CSS ships with 148 named colours — from tomato to rebeccapurple — but
your design tool gives you a hex value. This finder maps any hex or RGB colour
to the closest CSS keyword, so you can use a readable name or just find out
what a colour is called.
How “closest” is measured
Rather than plain RGB distance, the tool uses the redmean formula, a lightweight approximation of human colour perception:
rmean = (r1 + r2) / 2
Δ = √( (2 + rmean/256)·Δr² + 4·Δg² + (2 + (255−rmean)/256)·Δb² )
The named colour with the smallest Δ wins. If Δ is essentially zero, your colour exactly matches a keyword and the tool says so.

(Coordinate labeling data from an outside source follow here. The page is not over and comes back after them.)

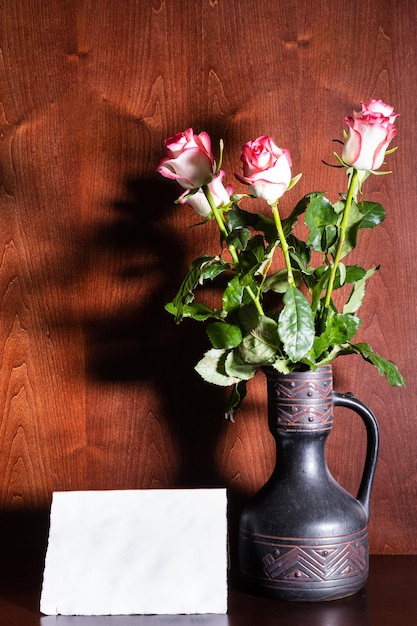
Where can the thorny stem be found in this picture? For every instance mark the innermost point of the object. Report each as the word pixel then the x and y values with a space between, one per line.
pixel 222 226
pixel 342 236
pixel 284 244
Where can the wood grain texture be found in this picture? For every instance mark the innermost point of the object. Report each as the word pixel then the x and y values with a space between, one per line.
pixel 97 388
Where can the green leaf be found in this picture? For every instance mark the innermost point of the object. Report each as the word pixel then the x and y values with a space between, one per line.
pixel 233 295
pixel 260 346
pixel 354 273
pixel 339 329
pixel 212 368
pixel 358 292
pixel 351 233
pixel 296 325
pixel 300 253
pixel 223 335
pixel 237 218
pixel 205 267
pixel 239 238
pixel 235 366
pixel 383 365
pixel 373 214
pixel 197 311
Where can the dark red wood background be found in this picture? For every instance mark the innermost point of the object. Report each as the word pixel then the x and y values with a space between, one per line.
pixel 97 388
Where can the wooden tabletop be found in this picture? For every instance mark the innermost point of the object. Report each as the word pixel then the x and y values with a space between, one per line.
pixel 389 599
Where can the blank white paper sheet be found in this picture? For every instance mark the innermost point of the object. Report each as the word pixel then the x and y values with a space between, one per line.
pixel 136 552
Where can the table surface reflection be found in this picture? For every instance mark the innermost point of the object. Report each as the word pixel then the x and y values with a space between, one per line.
pixel 389 599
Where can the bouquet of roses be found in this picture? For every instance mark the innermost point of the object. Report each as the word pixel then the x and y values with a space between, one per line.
pixel 305 329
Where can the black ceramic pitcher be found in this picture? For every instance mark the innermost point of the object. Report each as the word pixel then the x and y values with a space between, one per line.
pixel 303 536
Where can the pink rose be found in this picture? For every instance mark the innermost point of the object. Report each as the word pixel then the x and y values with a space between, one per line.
pixel 220 194
pixel 189 159
pixel 370 132
pixel 266 169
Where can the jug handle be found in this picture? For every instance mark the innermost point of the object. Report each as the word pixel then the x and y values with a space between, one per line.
pixel 349 401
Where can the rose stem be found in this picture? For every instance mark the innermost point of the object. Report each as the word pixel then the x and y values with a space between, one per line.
pixel 222 226
pixel 342 237
pixel 284 244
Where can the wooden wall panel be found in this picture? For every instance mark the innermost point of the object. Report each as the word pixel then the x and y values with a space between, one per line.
pixel 97 389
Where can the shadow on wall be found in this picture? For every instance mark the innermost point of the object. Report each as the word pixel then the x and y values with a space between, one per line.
pixel 137 340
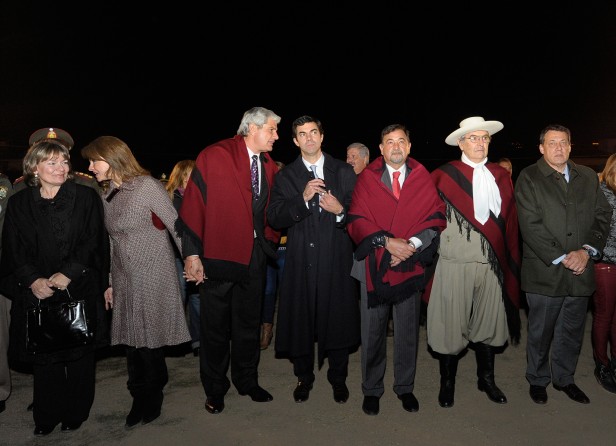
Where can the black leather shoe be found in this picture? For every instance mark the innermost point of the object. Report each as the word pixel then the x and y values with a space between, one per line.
pixel 491 389
pixel 153 407
pixel 370 406
pixel 258 394
pixel 68 427
pixel 573 392
pixel 215 404
pixel 41 431
pixel 341 393
pixel 446 393
pixel 604 378
pixel 135 415
pixel 538 394
pixel 409 402
pixel 302 391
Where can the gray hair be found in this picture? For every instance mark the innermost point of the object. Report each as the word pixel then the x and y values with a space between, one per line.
pixel 43 150
pixel 257 116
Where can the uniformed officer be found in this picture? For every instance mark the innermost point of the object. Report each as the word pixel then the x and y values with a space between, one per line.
pixel 66 139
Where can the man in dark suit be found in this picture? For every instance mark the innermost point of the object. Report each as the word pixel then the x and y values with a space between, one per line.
pixel 396 228
pixel 226 241
pixel 317 299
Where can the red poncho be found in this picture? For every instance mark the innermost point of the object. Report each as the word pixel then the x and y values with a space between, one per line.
pixel 375 211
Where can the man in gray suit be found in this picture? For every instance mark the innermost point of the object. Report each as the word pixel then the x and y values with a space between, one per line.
pixel 564 220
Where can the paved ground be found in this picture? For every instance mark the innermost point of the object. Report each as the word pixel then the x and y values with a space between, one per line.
pixel 474 420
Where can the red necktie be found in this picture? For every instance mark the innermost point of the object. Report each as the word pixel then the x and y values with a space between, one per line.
pixel 396 185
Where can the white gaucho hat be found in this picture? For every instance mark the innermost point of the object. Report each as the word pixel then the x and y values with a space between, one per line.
pixel 471 124
pixel 52 133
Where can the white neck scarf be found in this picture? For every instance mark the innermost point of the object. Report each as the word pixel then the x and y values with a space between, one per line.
pixel 486 195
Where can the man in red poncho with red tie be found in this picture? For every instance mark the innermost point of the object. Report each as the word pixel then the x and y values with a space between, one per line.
pixel 396 229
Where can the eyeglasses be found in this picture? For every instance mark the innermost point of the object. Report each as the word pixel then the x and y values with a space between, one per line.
pixel 554 144
pixel 475 138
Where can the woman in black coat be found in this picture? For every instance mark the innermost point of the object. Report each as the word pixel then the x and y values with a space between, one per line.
pixel 54 239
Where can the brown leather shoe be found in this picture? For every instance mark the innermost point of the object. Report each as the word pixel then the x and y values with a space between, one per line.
pixel 267 332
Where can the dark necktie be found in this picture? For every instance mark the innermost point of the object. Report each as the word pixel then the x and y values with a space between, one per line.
pixel 254 176
pixel 314 172
pixel 396 185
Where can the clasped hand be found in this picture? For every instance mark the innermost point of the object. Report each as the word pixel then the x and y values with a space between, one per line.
pixel 193 270
pixel 576 261
pixel 43 288
pixel 400 250
pixel 327 201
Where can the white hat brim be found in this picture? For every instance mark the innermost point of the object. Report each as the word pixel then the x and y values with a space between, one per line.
pixel 491 127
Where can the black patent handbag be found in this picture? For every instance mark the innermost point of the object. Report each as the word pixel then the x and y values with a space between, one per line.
pixel 57 325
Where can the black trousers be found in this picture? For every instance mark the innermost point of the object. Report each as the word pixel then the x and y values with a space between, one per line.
pixel 64 391
pixel 147 370
pixel 338 362
pixel 231 330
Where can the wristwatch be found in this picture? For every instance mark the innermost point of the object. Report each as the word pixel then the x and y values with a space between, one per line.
pixel 592 252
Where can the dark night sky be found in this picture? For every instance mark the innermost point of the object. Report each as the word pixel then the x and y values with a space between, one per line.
pixel 170 80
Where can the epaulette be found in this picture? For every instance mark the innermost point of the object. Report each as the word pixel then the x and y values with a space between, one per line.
pixel 4 192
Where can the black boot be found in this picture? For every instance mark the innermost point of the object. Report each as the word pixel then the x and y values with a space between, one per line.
pixel 604 377
pixel 153 405
pixel 612 367
pixel 135 415
pixel 485 373
pixel 448 365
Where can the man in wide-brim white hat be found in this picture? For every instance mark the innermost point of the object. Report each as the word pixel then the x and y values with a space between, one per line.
pixel 473 299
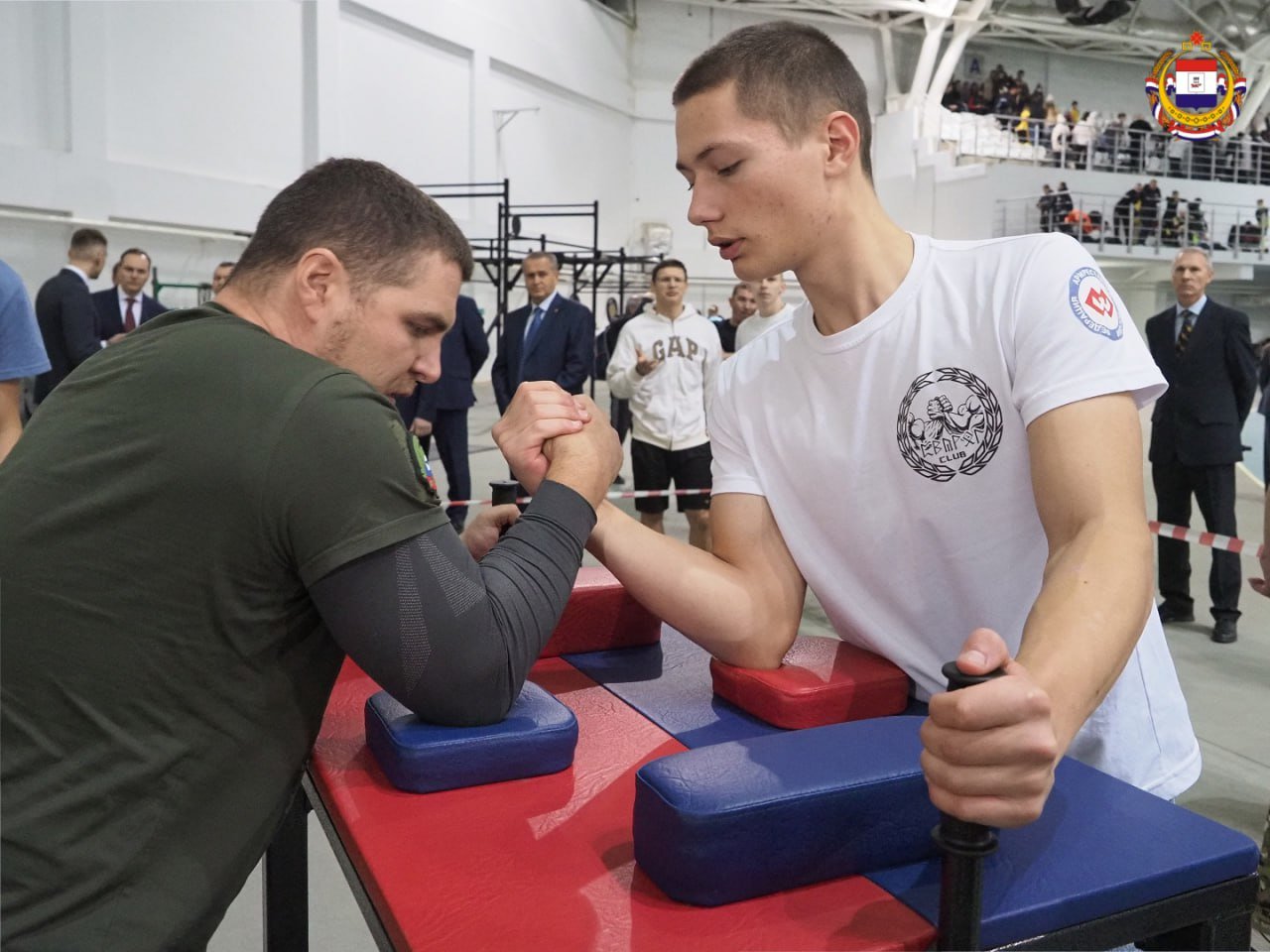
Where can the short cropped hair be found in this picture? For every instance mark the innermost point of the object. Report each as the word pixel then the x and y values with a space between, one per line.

The colour list is the real standard
The 148 entries are exactly the keywords from the CSS Color Module Level 4
specification that every browser recognises — the same set you can use directly
in CSS like color: steelblue. Nothing is fabricated; it is the W3C list.
Uses
- Turn an exported hex into a readable keyword for quick prototyping.
- Answer “what colour is
#6d8bff?” (it is closest to cornflowerblue). - Sanity-check a brand colour against the nearest standard names.
Everything runs locally in your browser, including the four runner-up matches so you can pick the best fit.